When I arrived there was no line (which is rare, but once again, the island was far from being crowded like it used to be pre-pandemic), there was a couple taking selfies in front of it. So, I waited. A family arrived after me and waited too, looking at me wondering what I was doing, waiting with my camera in my hands and not doing anything. As soon as the couple was done, the family started to get near the sculpture. I had to gently, but firmly, tell them to wait for their turn. I can’t blame them, they didn’t know. I do blame their lack of common sense, though. Oh well…
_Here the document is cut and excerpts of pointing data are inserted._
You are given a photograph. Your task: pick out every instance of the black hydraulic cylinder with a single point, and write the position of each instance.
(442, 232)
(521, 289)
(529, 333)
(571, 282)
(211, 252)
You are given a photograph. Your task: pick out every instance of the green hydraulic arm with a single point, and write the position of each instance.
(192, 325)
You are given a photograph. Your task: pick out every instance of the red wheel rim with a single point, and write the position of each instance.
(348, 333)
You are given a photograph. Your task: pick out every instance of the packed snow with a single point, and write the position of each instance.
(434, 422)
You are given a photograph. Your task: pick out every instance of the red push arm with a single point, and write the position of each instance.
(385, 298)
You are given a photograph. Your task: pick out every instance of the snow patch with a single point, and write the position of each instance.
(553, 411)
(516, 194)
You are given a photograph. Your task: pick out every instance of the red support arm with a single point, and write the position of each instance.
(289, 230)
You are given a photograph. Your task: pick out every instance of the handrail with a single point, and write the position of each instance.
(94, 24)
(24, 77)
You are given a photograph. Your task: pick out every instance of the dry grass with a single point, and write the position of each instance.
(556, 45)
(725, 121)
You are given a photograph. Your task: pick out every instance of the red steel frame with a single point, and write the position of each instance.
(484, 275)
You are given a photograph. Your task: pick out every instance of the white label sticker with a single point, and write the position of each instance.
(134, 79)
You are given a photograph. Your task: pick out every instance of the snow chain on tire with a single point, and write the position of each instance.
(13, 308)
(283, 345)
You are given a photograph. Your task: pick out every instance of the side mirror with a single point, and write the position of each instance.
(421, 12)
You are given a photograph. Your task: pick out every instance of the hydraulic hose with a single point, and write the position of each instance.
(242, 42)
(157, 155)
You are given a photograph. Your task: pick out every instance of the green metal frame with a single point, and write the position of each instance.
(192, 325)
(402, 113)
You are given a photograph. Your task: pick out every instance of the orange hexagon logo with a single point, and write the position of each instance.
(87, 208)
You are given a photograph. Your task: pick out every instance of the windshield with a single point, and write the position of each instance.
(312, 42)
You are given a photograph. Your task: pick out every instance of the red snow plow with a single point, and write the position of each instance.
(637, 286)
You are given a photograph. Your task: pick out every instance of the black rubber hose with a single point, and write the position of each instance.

After that, it was time to return to Miyanoura (by bus this time) and go visit my friend Andrew. You should visit his shop when you’re on Naoshima: Art Island Center.
I also took a few more pictures of some more of Miyanoura’s landmarks.
The Naoshima Plan “Ju.” Hiroshi Sambuichi’s newest building on the island. It was part of the Setouchi Triennale 2022. Now it’s supposed to be apartments. I’m not sure if anyone actually lives there now or not. The front doors already look like they’re not in great shape. Hmmm…
Miyanoura Gallery Six
(I think it’s only open on the weekends at the moment)
It was soon time to return to Takamatsu, where I could see an old friend, Meon (it’s the ferry).
Damn, I haven’t hopped on it in far too long. It has to be my next trip, right?